The Strategy pattern and Traits

So I promised I would talk about patterns and traits. When I wrote about the concepts of the Controller and the RuleSet, I already hinted at using the Strategy pattern. I was right, because that turned out to be exactly what I needed. And I was wrong, because the classical Strategy pattern is an ill match for Scala.

In this post I will explain how I implemented the Strategy pattern using Scala traits, and how this turned out to be an unsatisfying approach.

Recap: what is this all about?

The plan is that all external interactions with Scalasim simulations is done through a Controller object. However, the effect of such interactions should be independent of the controller itself, and ideally be pluggable at runtime.

At this point, the prime example of such an effect is adding citizens and assigning them to available workplaces. As stated in a previous post, each existing city builder simulation has its own rules. So, by extracting these rules into a separate RuleSet entity, it becomes possible to emulate these existing games without modifying the Controller.

The Strategy pattern

To me, the description above sounds like the Strategy pattern. According to Wikipedia:

The strategy pattern is intended to provide a means to define a family of algorithms, encapsulate each one as an object, and make them interchangeable. The strategy pattern lets the algorithms vary independently from clients that use them.

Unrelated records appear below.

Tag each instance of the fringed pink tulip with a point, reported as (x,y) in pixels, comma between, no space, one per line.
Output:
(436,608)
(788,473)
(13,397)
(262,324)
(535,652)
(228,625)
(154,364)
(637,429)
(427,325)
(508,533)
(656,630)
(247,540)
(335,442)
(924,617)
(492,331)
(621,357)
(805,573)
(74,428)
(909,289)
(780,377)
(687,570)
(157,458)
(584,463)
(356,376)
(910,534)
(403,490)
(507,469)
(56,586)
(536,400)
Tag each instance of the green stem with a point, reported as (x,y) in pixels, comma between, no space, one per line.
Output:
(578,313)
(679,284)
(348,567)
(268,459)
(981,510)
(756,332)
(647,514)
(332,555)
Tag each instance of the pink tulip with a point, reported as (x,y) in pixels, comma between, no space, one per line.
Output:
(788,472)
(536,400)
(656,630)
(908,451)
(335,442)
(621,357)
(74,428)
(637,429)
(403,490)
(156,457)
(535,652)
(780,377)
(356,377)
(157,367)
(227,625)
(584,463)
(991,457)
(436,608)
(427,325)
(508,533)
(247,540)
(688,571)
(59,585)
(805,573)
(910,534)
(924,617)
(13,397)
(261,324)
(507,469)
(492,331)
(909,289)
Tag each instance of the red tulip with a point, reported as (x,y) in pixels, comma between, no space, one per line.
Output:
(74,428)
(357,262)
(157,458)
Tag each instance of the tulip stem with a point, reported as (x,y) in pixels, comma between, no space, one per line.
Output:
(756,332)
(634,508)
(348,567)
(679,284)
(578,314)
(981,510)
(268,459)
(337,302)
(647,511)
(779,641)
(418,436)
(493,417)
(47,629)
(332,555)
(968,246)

In many cases, functional programs implement the Strategy pattern by simply passing around functions that implement a concrete algorithm; this is also explicitly stated on the Scala patterns Wiki. However, in this case the Strategy does not just consist of one function, but of many functions that have to be called at different moments. So I decided to use Traits to implement this feature.

A view from afar

The outline of my plan looked as follows. On the one hand, there was going to be a Controller class:

class Controller {

  /** Add an actor to the simulation. */
  def addActor(a: ScalasimActor): ScalasimActor = { ... }

  /** Advance the simulation by one step. */
  def tick() { ... } 

}

Next to that, there was going to be a RuleSet trait which would be subclassed for each concrete set of algorithm. Clients of the simulation would then simply say:

val controller = new Controller() with SpecificRuleSet

which at least looks very natural.

The gory details up close

I started out by writing a nice Spec and something I called the FixtureRuleset – a RuleSet implementation explicitly written for my unit tests. Everything looked natural. The unit tests failed, but this was to be expected. After all, I hadn't implemented a single line of code.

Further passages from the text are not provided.